The settlement gates creaked open as the hunters marched Aria inside. People stopped what they were doing to stare.
Whispers followed immediately.
“Who is she?”
“She’s injured.”
“Rogues?”
“No… something else.”
Damon walked ahead, hands in his pockets as though he had done this a hundred times. The hunters flanked Aria, crossbows still at the ready.
Aria swallowed hard. “Does it always feel like a parade when you bring someone in?”
“No,” Damon replied. “Only when they’re interesting.”
“I’m not—”
He cut her off. “Debatable.”
Before she could argue, the lead hunter lifted two fingers and whistled sharply.
“Alpha! Brought you something!”
Aria froze.
Alpha?
Great, another pack, another chance to be thrown back into the woods like trash.
The crowd parted as footsteps approached—slow, steady, controlled. Not rushed, not defensive. Confident.

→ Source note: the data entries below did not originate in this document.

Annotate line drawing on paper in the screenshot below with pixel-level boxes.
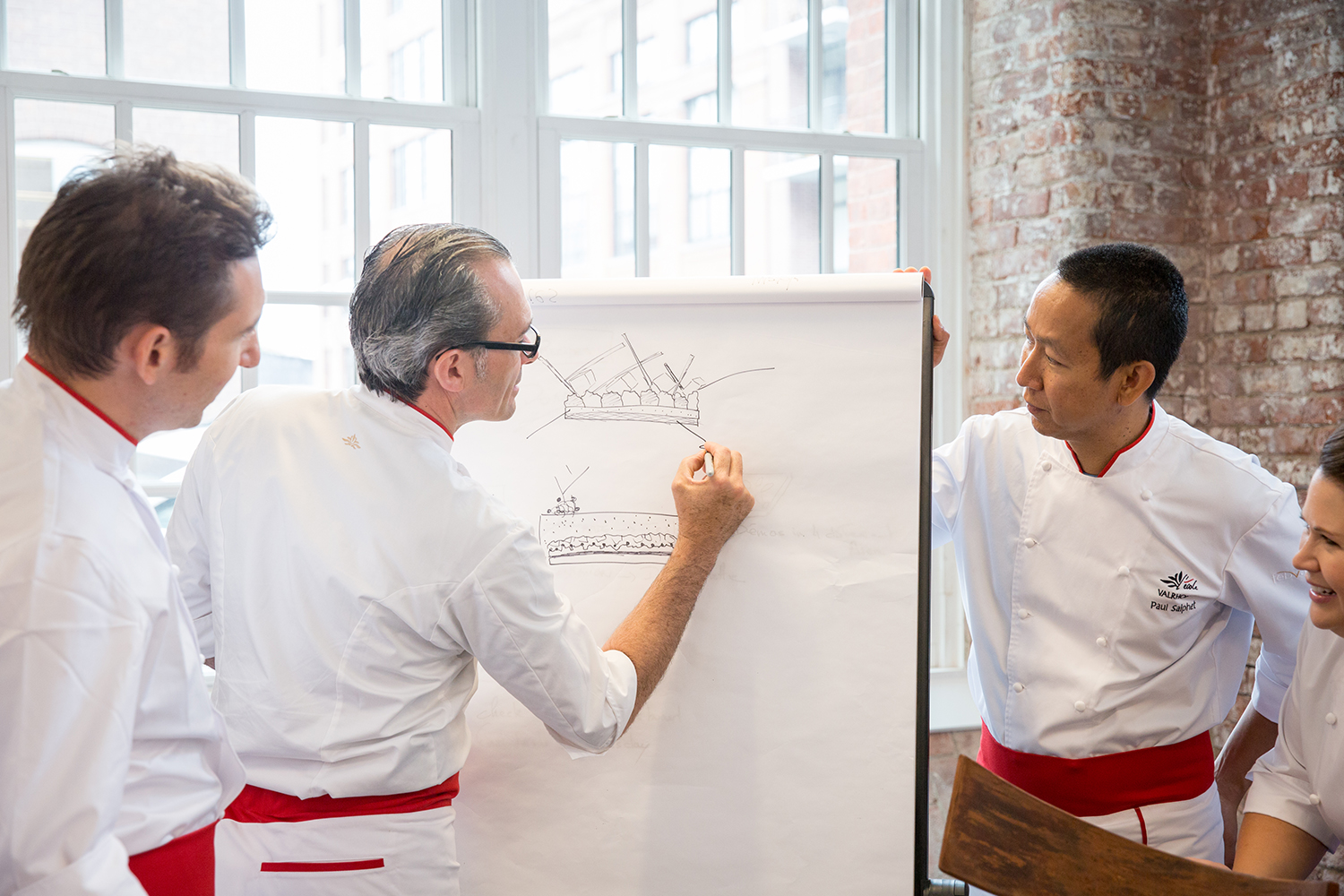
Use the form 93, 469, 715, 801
529, 333, 774, 438
537, 468, 677, 565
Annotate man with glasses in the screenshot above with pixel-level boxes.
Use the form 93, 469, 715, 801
168, 224, 753, 893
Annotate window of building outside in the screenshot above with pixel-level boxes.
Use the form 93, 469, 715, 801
0, 0, 476, 525
540, 0, 921, 277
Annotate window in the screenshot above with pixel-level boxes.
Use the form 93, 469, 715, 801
540, 0, 924, 275
0, 0, 480, 504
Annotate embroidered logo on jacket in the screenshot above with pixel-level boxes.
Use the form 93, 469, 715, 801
1163, 573, 1199, 591
1150, 571, 1199, 613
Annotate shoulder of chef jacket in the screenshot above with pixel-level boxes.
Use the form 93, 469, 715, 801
0, 363, 244, 893
1246, 624, 1344, 850
933, 403, 1308, 756
168, 387, 636, 797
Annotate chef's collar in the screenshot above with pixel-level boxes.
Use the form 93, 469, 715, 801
13, 355, 136, 473
1064, 401, 1167, 479
355, 384, 453, 452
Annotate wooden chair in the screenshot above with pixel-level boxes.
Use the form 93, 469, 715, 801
938, 756, 1339, 896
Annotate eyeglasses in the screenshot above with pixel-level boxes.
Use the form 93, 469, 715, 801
440, 326, 542, 358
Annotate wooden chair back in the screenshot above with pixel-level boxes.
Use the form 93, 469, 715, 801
938, 756, 1339, 896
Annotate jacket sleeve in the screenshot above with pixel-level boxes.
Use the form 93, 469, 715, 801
0, 536, 150, 896
1222, 484, 1311, 721
1246, 632, 1339, 852
437, 525, 636, 755
168, 433, 215, 659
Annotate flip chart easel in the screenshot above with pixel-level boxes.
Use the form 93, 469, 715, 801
454, 274, 933, 896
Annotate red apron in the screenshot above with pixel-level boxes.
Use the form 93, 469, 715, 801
129, 821, 220, 896
976, 723, 1214, 817
215, 775, 459, 870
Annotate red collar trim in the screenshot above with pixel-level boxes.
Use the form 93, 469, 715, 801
397, 398, 457, 442
1064, 404, 1158, 479
23, 355, 140, 444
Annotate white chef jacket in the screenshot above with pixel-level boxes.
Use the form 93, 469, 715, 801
1246, 625, 1344, 852
168, 387, 636, 798
933, 401, 1309, 759
0, 363, 244, 893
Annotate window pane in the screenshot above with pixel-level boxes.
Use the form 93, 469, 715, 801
359, 0, 444, 102
257, 302, 357, 388
822, 0, 887, 134
650, 145, 733, 277
136, 371, 242, 496
561, 140, 634, 277
244, 0, 346, 92
257, 116, 355, 290
547, 0, 624, 116
368, 125, 453, 242
744, 151, 822, 274
637, 0, 719, 122
131, 108, 238, 172
5, 0, 108, 75
733, 0, 808, 127
833, 156, 898, 274
13, 99, 117, 253
121, 0, 228, 84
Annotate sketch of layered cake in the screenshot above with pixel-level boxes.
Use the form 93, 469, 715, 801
537, 468, 677, 565
538, 511, 677, 565
542, 333, 771, 426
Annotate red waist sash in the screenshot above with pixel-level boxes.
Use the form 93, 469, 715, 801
129, 821, 220, 896
976, 723, 1214, 815
225, 775, 457, 825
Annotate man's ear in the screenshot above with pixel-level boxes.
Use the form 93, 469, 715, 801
429, 348, 476, 395
1116, 361, 1158, 407
118, 323, 180, 385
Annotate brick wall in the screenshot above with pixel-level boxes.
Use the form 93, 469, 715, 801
930, 0, 1344, 879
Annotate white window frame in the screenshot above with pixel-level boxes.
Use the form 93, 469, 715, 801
0, 0, 481, 378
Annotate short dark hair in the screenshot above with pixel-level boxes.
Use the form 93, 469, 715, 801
13, 148, 271, 377
1322, 423, 1344, 487
1059, 243, 1190, 401
349, 224, 510, 401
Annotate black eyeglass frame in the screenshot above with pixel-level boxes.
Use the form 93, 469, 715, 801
440, 326, 542, 358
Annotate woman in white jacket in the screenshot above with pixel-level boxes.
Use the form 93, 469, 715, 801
1234, 426, 1344, 879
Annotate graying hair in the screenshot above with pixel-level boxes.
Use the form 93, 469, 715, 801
349, 224, 510, 401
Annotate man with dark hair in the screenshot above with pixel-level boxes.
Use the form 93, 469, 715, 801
0, 151, 271, 896
933, 243, 1308, 861
168, 224, 753, 895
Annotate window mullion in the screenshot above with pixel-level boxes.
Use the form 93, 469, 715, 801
346, 0, 363, 97
808, 0, 822, 130
102, 0, 126, 80
354, 118, 373, 276
728, 146, 747, 275
718, 0, 733, 125
621, 0, 640, 118
228, 0, 247, 90
817, 151, 836, 274
634, 140, 650, 277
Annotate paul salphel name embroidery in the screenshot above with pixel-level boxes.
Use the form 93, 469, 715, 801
1150, 573, 1199, 613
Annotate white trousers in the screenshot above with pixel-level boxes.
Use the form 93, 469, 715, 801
970, 785, 1223, 893
215, 806, 459, 896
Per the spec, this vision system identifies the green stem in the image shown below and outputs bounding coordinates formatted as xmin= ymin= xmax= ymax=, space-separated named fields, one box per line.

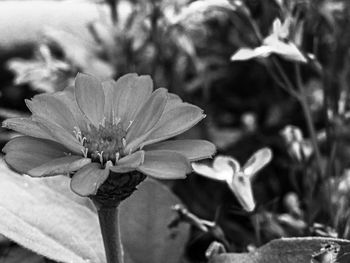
xmin=97 ymin=206 xmax=124 ymax=263
xmin=295 ymin=64 xmax=322 ymax=176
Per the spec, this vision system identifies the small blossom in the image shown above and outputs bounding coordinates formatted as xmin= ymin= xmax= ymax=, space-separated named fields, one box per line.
xmin=231 ymin=19 xmax=307 ymax=63
xmin=281 ymin=125 xmax=313 ymax=162
xmin=3 ymin=74 xmax=215 ymax=196
xmin=192 ymin=148 xmax=272 ymax=212
xmin=7 ymin=45 xmax=71 ymax=93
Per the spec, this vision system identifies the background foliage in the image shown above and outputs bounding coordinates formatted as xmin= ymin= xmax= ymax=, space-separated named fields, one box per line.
xmin=0 ymin=0 xmax=350 ymax=262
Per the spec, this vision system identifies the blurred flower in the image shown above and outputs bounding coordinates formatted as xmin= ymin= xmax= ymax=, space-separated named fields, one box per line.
xmin=231 ymin=19 xmax=307 ymax=63
xmin=7 ymin=45 xmax=71 ymax=92
xmin=277 ymin=214 xmax=307 ymax=235
xmin=281 ymin=125 xmax=313 ymax=162
xmin=168 ymin=0 xmax=239 ymax=24
xmin=311 ymin=241 xmax=341 ymax=263
xmin=241 ymin=112 xmax=257 ymax=132
xmin=336 ymin=169 xmax=350 ymax=195
xmin=3 ymin=74 xmax=215 ymax=196
xmin=309 ymin=223 xmax=338 ymax=238
xmin=283 ymin=192 xmax=303 ymax=218
xmin=192 ymin=148 xmax=272 ymax=212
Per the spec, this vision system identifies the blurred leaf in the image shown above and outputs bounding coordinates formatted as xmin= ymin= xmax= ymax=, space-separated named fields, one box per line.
xmin=45 ymin=28 xmax=114 ymax=79
xmin=0 ymin=246 xmax=45 ymax=263
xmin=121 ymin=179 xmax=189 ymax=263
xmin=0 ymin=161 xmax=188 ymax=263
xmin=7 ymin=45 xmax=71 ymax=92
xmin=210 ymin=237 xmax=350 ymax=263
xmin=0 ymin=162 xmax=105 ymax=263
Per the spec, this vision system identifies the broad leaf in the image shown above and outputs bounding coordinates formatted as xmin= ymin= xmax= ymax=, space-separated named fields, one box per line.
xmin=210 ymin=237 xmax=350 ymax=263
xmin=0 ymin=160 xmax=188 ymax=263
xmin=120 ymin=179 xmax=188 ymax=263
xmin=0 ymin=159 xmax=105 ymax=263
xmin=0 ymin=246 xmax=46 ymax=263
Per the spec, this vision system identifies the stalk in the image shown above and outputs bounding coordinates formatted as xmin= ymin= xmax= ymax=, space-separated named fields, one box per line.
xmin=98 ymin=206 xmax=124 ymax=263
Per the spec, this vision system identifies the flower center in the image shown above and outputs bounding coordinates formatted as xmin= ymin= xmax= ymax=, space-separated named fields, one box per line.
xmin=75 ymin=121 xmax=126 ymax=164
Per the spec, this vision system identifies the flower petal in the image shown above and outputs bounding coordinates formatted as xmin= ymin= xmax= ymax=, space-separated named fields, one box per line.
xmin=28 ymin=155 xmax=91 ymax=177
xmin=242 ymin=148 xmax=272 ymax=179
xmin=264 ymin=35 xmax=307 ymax=63
xmin=26 ymin=94 xmax=77 ymax=132
xmin=52 ymin=86 xmax=91 ymax=130
xmin=227 ymin=173 xmax=255 ymax=212
xmin=111 ymin=73 xmax=153 ymax=128
xmin=164 ymin=93 xmax=182 ymax=112
xmin=231 ymin=46 xmax=272 ymax=61
xmin=75 ymin=73 xmax=105 ymax=127
xmin=2 ymin=118 xmax=53 ymax=140
xmin=2 ymin=136 xmax=68 ymax=173
xmin=144 ymin=140 xmax=216 ymax=161
xmin=125 ymin=88 xmax=168 ymax=152
xmin=137 ymin=151 xmax=191 ymax=179
xmin=141 ymin=103 xmax=205 ymax=147
xmin=109 ymin=151 xmax=145 ymax=173
xmin=33 ymin=116 xmax=84 ymax=154
xmin=70 ymin=163 xmax=109 ymax=196
xmin=192 ymin=163 xmax=232 ymax=181
xmin=213 ymin=155 xmax=241 ymax=176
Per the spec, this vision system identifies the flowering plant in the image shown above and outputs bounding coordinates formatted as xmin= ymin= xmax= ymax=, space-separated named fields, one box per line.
xmin=3 ymin=74 xmax=215 ymax=196
xmin=3 ymin=74 xmax=215 ymax=262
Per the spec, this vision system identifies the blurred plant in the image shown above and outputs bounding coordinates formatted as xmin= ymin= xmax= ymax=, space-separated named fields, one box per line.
xmin=3 ymin=74 xmax=215 ymax=262
xmin=7 ymin=44 xmax=72 ymax=93
xmin=192 ymin=148 xmax=272 ymax=212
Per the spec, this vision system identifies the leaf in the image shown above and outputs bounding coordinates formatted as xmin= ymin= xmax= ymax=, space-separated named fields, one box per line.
xmin=0 ymin=246 xmax=46 ymax=263
xmin=0 ymin=160 xmax=188 ymax=263
xmin=0 ymin=159 xmax=105 ymax=263
xmin=209 ymin=237 xmax=350 ymax=263
xmin=121 ymin=179 xmax=188 ymax=263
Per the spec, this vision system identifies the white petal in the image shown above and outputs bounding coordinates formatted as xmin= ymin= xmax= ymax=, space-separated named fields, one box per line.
xmin=213 ymin=155 xmax=241 ymax=175
xmin=242 ymin=148 xmax=272 ymax=179
xmin=192 ymin=163 xmax=233 ymax=181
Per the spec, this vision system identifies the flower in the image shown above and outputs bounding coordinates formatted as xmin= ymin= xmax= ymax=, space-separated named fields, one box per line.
xmin=3 ymin=73 xmax=215 ymax=196
xmin=192 ymin=148 xmax=272 ymax=212
xmin=231 ymin=19 xmax=307 ymax=63
xmin=280 ymin=125 xmax=314 ymax=162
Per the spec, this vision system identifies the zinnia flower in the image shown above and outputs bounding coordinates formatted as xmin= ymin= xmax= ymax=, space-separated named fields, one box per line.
xmin=3 ymin=74 xmax=215 ymax=196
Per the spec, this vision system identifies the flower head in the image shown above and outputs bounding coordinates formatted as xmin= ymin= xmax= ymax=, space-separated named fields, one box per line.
xmin=3 ymin=74 xmax=215 ymax=199
xmin=192 ymin=148 xmax=272 ymax=212
xmin=231 ymin=18 xmax=307 ymax=63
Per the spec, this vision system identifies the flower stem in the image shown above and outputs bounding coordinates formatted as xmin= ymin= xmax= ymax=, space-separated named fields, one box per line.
xmin=98 ymin=206 xmax=124 ymax=263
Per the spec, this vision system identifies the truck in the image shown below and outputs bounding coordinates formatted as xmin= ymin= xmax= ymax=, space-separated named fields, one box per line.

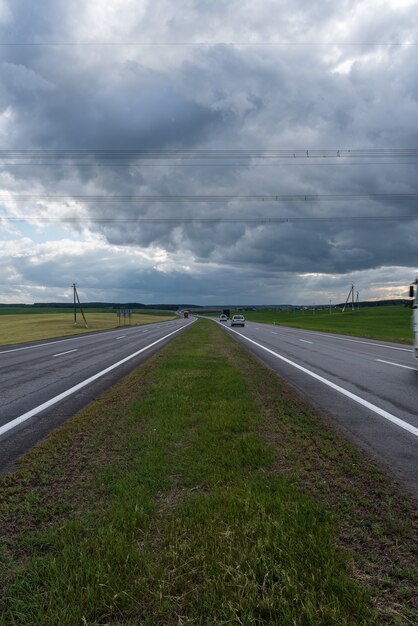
xmin=409 ymin=278 xmax=418 ymax=359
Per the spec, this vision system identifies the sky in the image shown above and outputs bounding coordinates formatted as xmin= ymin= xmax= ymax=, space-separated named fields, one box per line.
xmin=0 ymin=0 xmax=418 ymax=305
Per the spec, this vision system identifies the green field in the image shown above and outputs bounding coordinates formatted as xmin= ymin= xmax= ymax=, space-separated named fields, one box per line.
xmin=0 ymin=309 xmax=176 ymax=346
xmin=238 ymin=306 xmax=412 ymax=343
xmin=0 ymin=320 xmax=418 ymax=626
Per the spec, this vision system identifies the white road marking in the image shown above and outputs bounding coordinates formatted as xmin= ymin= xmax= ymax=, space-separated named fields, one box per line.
xmin=296 ymin=326 xmax=412 ymax=352
xmin=0 ymin=320 xmax=196 ymax=436
xmin=52 ymin=348 xmax=78 ymax=356
xmin=231 ymin=329 xmax=418 ymax=437
xmin=376 ymin=359 xmax=418 ymax=372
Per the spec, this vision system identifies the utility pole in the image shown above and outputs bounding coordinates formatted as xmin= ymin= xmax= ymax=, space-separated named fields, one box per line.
xmin=73 ymin=283 xmax=88 ymax=328
xmin=342 ymin=285 xmax=354 ymax=313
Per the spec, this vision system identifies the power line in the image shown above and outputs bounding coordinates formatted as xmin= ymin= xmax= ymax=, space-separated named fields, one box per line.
xmin=0 ymin=41 xmax=418 ymax=48
xmin=0 ymin=215 xmax=418 ymax=224
xmin=0 ymin=148 xmax=418 ymax=160
xmin=0 ymin=193 xmax=418 ymax=204
xmin=0 ymin=159 xmax=418 ymax=168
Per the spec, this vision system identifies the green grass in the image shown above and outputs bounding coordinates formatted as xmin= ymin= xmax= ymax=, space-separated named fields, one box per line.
xmin=240 ymin=306 xmax=412 ymax=343
xmin=0 ymin=321 xmax=416 ymax=626
xmin=0 ymin=310 xmax=176 ymax=346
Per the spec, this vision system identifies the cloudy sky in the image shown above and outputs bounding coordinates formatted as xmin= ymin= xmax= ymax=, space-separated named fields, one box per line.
xmin=0 ymin=0 xmax=418 ymax=305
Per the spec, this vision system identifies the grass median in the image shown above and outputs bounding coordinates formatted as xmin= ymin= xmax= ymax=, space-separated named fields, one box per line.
xmin=0 ymin=321 xmax=416 ymax=626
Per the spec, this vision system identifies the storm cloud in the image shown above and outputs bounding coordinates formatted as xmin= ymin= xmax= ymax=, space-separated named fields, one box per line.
xmin=0 ymin=0 xmax=418 ymax=304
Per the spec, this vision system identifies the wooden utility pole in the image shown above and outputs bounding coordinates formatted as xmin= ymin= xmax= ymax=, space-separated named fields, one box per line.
xmin=73 ymin=283 xmax=88 ymax=328
xmin=342 ymin=285 xmax=354 ymax=313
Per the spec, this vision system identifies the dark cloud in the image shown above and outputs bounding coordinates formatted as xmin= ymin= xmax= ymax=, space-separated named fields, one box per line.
xmin=0 ymin=0 xmax=418 ymax=301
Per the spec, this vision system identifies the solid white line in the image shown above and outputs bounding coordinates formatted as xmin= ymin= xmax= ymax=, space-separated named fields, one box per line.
xmin=52 ymin=348 xmax=78 ymax=356
xmin=0 ymin=320 xmax=196 ymax=436
xmin=230 ymin=328 xmax=418 ymax=437
xmin=376 ymin=359 xmax=418 ymax=372
xmin=298 ymin=326 xmax=411 ymax=352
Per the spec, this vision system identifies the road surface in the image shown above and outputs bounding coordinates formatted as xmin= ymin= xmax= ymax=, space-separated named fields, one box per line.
xmin=0 ymin=319 xmax=194 ymax=472
xmin=218 ymin=322 xmax=418 ymax=497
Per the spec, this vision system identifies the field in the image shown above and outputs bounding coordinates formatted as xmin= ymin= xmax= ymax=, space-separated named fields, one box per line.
xmin=238 ymin=306 xmax=412 ymax=343
xmin=0 ymin=320 xmax=418 ymax=626
xmin=0 ymin=309 xmax=176 ymax=346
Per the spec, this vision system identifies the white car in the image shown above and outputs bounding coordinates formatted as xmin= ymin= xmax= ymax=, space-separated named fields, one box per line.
xmin=231 ymin=315 xmax=245 ymax=326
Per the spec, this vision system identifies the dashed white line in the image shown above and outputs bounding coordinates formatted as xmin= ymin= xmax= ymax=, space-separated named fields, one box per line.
xmin=52 ymin=348 xmax=78 ymax=356
xmin=231 ymin=328 xmax=418 ymax=437
xmin=376 ymin=359 xmax=418 ymax=372
xmin=0 ymin=320 xmax=196 ymax=436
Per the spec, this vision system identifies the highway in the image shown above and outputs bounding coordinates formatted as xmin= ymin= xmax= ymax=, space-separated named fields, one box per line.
xmin=217 ymin=322 xmax=418 ymax=497
xmin=0 ymin=319 xmax=194 ymax=472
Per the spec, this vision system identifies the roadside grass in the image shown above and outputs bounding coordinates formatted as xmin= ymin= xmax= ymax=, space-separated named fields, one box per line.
xmin=0 ymin=320 xmax=418 ymax=626
xmin=240 ymin=306 xmax=412 ymax=343
xmin=0 ymin=311 xmax=176 ymax=346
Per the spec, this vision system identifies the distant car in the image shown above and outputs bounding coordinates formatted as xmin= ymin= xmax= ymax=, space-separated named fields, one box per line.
xmin=231 ymin=315 xmax=245 ymax=326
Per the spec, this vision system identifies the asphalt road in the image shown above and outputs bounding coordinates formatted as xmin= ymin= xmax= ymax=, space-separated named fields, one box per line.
xmin=218 ymin=322 xmax=418 ymax=497
xmin=0 ymin=319 xmax=194 ymax=472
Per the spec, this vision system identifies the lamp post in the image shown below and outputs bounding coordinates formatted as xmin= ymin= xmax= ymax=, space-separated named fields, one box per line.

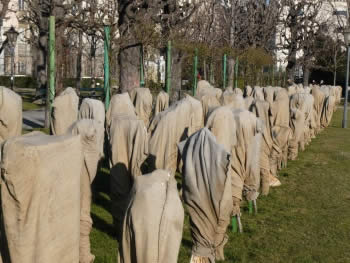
xmin=343 ymin=28 xmax=350 ymax=128
xmin=4 ymin=26 xmax=19 ymax=90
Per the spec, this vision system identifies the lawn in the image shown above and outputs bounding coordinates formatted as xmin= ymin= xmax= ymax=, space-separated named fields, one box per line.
xmin=91 ymin=109 xmax=350 ymax=263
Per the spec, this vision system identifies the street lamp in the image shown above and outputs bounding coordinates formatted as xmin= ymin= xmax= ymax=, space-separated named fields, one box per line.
xmin=4 ymin=26 xmax=19 ymax=90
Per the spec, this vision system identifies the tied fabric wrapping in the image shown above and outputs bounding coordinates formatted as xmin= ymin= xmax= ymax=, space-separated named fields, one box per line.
xmin=270 ymin=89 xmax=292 ymax=176
xmin=301 ymin=93 xmax=315 ymax=148
xmin=222 ymin=91 xmax=245 ymax=109
xmin=311 ymin=86 xmax=326 ymax=135
xmin=288 ymin=93 xmax=306 ymax=160
xmin=206 ymin=106 xmax=244 ymax=215
xmin=0 ymin=87 xmax=22 ymax=143
xmin=1 ymin=132 xmax=83 ymax=263
xmin=51 ymin=88 xmax=79 ymax=135
xmin=154 ymin=90 xmax=169 ymax=116
xmin=196 ymin=80 xmax=222 ymax=100
xmin=106 ymin=93 xmax=137 ymax=132
xmin=263 ymin=87 xmax=275 ymax=105
xmin=252 ymin=100 xmax=273 ymax=194
xmin=129 ymin=88 xmax=153 ymax=127
xmin=119 ymin=170 xmax=184 ymax=263
xmin=148 ymin=96 xmax=204 ymax=175
xmin=67 ymin=119 xmax=103 ymax=263
xmin=243 ymin=85 xmax=253 ymax=98
xmin=201 ymin=95 xmax=221 ymax=124
xmin=180 ymin=128 xmax=232 ymax=263
xmin=109 ymin=115 xmax=148 ymax=241
xmin=78 ymin=98 xmax=106 ymax=156
xmin=231 ymin=110 xmax=263 ymax=201
xmin=252 ymin=86 xmax=264 ymax=100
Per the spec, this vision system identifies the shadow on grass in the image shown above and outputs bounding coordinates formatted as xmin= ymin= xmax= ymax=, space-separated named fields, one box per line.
xmin=91 ymin=213 xmax=117 ymax=239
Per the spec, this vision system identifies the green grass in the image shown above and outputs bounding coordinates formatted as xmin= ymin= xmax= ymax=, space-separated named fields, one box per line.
xmin=91 ymin=109 xmax=350 ymax=263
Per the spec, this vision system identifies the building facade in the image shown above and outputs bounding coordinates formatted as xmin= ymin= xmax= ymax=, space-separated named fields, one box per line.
xmin=0 ymin=0 xmax=33 ymax=76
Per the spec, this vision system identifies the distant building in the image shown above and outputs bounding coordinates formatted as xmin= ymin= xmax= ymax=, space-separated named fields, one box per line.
xmin=0 ymin=0 xmax=32 ymax=76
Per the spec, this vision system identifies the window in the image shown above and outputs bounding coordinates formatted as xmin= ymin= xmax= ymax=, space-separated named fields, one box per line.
xmin=18 ymin=0 xmax=24 ymax=11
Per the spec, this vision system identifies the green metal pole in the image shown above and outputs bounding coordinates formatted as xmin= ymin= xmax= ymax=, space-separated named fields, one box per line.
xmin=231 ymin=216 xmax=238 ymax=233
xmin=210 ymin=61 xmax=214 ymax=85
xmin=248 ymin=201 xmax=253 ymax=215
xmin=235 ymin=57 xmax=239 ymax=89
xmin=140 ymin=45 xmax=145 ymax=88
xmin=49 ymin=16 xmax=56 ymax=112
xmin=193 ymin=48 xmax=198 ymax=96
xmin=104 ymin=26 xmax=111 ymax=111
xmin=165 ymin=41 xmax=171 ymax=94
xmin=222 ymin=54 xmax=227 ymax=90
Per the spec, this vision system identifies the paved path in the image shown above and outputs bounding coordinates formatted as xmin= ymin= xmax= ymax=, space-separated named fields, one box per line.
xmin=23 ymin=109 xmax=45 ymax=130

A man emerged from between two guards — tall, broad shoulders, dark hair swept back, wearing a black coat embroidered with silver thread. His eyes were sharp gold, the kind that assessed everything in two seconds and missed nothing.
Alpha Leon.
His gaze flicked over the hunters, then Damon, then finally landed on Aria.
He didn’t speak immediately. He just took her in—from her torn clothes, scraped knees, and mud-stained skin to the makeshift bandage on her leg.
A long beat of silence stretched.
“Where did you find her?”
“North ridge,” the hunter replied. “Running. Rogues behind her.”
Aria flinched at the memory.
Leon’s eyes narrowed slightly. “How many?”
“Twelve, maybe more. All moving as one.”
The settlement murmured at that—rogues rarely coordinated.
Leon looked at Aria again. Not like she was prey. More like she was a puzzle he intended to solve.
“Who are you?”
Aria hesitated. The last time she answered questions from an Alpha, it ended with rejection and exile.
Damon stepped forward. “She didn’t give her name.”
Leon didn’t take his eyes off Aria. “Then I suggest she does now.”
Aria straightened, ignoring the pain in her ribs. “Aria.”
“Aria what?”
She opened her mouth—and stopped.
She didn’t have a last name. The Beta family gave her food, shelter, and clothes… but not their name. She was always just Aria. The quiet orphan with no wolf, no identity, no place to belong.
Leon caught the hesitation.
“No family?”
Aria lifted her chin. “I was found. Raised. That’s all.”
Damon’s eyes flickered, like he recognized that answer.
Leon’s expression didn’t change. “Very well. Why were rogues chasing you, Aria-who-was-found?”
“I don’t know,” she said. It wasn’t entirely a lie—she didn’t know why, only that they were relentless.
“Rogues don’t hunt without purpose,” Leon replied. “Especially not in coordinated packs.”
Aria’s voice trembled despite her best effort. “I didn’t ask them to.”
Leon ignored the hunter’s smirk and turned to Damon. “You brought her in. You read?”
Damon shrugged. “Not rogue. Not pack-marked. Not dead weight.”
Aria blinked. “Excuse me?”
He added, “Didn’t faint once. Even when bleeding.”
One of the guards muttered, “That’s the requirement now?”
Leon cut a hand through the air. “Enough.” Then to Aria: “Do you belong to a pack?”
Aria froze.
She could say no and avoid explaining exile.
She could say yes and risk being sent back.
Either answer could get her killed.
Leon read the pause again. He was too good at that.
“I’ll take the silence as a complication.”
Aria finally said quietly, “I belonged. Not anymore.”
The settlement murmured again.
Leon exhaled. “Exile.”
Not a question. A conclusion.
Aria’s heart thudded.
Leon turned to his guards. “Get her to the infirmary. Clean wounds. Feed her. And put watchers on the door.”
Aria stiffened. “Watchers?”
Leon met her eyes again. “Until I decide whether you’re a liability, a threat, or something else.”
Damon smirked faintly. “Told you. Interesting.”
Aria shot him a glare. “You have a strange definition of interesting.”
Leon said nothing further as the guards led her away. She wasn’t cuffed, but they walked close enough that running would be pointless.
Inside the infirmary, a woman with sharp eyes and quick hands cleaned her wounds while the guards stood near the wall whispering.
“Exiled?”
“Must have done something.”
“Or something was done to her.”
Aria stared at the ceiling until the whispers faded.
Damon’s voice drifted from the hallway. “So? What’s your verdict?”
Leon answered calmly. “No verdict. Not yet.”
“You think she’s dangerous?”
“I think she isn’t what she says.”
Aria closed her eyes.
She had escaped rogues, had escaped death, and she had escaped rejection.
This Alpha?
He wasn’t going to let her slip through so easily.
And for the first time since Kaelan cast her out, Aria felt an unfamiliar sensation coil in her chest.
Because Alpha Leon clearly recognized something she didn’t even understand about herself.